Marvel has been steady in their world-building, with "Phase One" leading to the release of 'The Avengers' (the third highest grossing film of all time) and are now in the midst of "Phase Two," which has shown that they've learned from their mistakes, and (arguably) the films are getting better and better. In comparison, Warner Brothers and DC are -- by all accounts -- hoping to use the Superman sequel as their bridgepoint into a 'Justice League' film as they have only one up-and-running DC film franchise, and may yet decide to make the 'Man of Steel' follow-up a 'Justice League: Origins'-type movie.
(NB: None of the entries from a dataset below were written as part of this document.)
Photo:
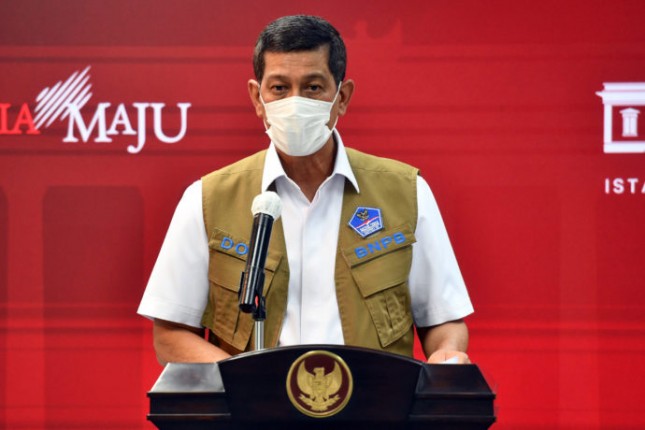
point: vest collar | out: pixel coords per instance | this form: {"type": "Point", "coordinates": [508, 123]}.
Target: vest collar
{"type": "Point", "coordinates": [273, 168]}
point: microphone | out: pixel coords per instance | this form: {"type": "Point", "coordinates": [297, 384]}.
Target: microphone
{"type": "Point", "coordinates": [266, 209]}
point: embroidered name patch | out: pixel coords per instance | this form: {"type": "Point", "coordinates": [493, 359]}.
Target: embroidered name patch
{"type": "Point", "coordinates": [379, 245]}
{"type": "Point", "coordinates": [366, 221]}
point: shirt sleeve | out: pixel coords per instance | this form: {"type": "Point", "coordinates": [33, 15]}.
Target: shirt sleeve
{"type": "Point", "coordinates": [177, 290]}
{"type": "Point", "coordinates": [437, 289]}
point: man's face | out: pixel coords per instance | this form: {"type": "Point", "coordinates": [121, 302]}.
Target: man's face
{"type": "Point", "coordinates": [304, 74]}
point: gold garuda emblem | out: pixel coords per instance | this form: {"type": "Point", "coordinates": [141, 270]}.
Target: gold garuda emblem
{"type": "Point", "coordinates": [319, 384]}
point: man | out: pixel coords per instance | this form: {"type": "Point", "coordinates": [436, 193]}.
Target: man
{"type": "Point", "coordinates": [359, 252]}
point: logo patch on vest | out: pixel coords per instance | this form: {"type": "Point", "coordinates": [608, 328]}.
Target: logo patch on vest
{"type": "Point", "coordinates": [366, 221]}
{"type": "Point", "coordinates": [380, 245]}
{"type": "Point", "coordinates": [239, 248]}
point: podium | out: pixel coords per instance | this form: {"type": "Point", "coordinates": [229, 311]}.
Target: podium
{"type": "Point", "coordinates": [320, 387]}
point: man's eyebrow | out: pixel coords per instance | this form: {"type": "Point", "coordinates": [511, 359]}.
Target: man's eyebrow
{"type": "Point", "coordinates": [308, 77]}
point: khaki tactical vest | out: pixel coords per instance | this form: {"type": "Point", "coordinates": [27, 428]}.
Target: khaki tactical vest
{"type": "Point", "coordinates": [371, 273]}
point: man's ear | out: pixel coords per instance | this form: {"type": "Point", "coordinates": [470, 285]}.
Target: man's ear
{"type": "Point", "coordinates": [345, 95]}
{"type": "Point", "coordinates": [254, 92]}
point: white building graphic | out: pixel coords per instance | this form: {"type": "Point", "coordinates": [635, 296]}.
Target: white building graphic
{"type": "Point", "coordinates": [626, 95]}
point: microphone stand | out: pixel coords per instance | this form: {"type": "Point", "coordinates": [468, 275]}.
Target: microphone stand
{"type": "Point", "coordinates": [259, 315]}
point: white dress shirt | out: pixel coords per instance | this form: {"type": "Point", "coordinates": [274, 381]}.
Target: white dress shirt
{"type": "Point", "coordinates": [178, 286]}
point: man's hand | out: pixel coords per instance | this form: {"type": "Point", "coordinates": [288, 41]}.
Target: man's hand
{"type": "Point", "coordinates": [443, 355]}
{"type": "Point", "coordinates": [447, 341]}
{"type": "Point", "coordinates": [180, 343]}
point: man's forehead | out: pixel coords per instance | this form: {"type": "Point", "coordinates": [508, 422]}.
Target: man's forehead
{"type": "Point", "coordinates": [300, 64]}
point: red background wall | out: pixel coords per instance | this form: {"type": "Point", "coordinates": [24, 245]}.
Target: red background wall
{"type": "Point", "coordinates": [494, 101]}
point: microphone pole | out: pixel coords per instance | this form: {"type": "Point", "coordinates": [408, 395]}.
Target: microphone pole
{"type": "Point", "coordinates": [266, 209]}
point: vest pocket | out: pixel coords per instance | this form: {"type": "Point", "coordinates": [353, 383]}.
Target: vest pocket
{"type": "Point", "coordinates": [382, 282]}
{"type": "Point", "coordinates": [223, 315]}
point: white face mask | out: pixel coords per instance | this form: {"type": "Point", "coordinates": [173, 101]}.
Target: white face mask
{"type": "Point", "coordinates": [298, 125]}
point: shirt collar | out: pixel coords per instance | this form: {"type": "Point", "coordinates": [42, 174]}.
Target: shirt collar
{"type": "Point", "coordinates": [273, 168]}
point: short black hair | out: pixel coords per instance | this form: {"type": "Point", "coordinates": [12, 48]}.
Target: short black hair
{"type": "Point", "coordinates": [301, 33]}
Warner Brothers and DC have a huge title in the 'Batman/Superman/a little bit Wonder Woman' movie and it should have a killer box office draw, so it's on Marvel to figure out how they want to compete. Currently the only upcoming Marvel title that's been confirmed is 'Captain America 3,' but they also have amassed a great deal of fan loyalty that could bring audiences to less well known title like 'Doctor Strange' (something they'll test a little later this year with 'Guardians of the Galaxy'). But would they want to put 'Strange' against DC's Behemoth? Or would they be willing to throw money at Robert Downey Jr. for an 'Iron Man 4' to make it a real competition? If both studios stick to their guns, it could either get ugly, or show that films in direct competition can open the same weekend.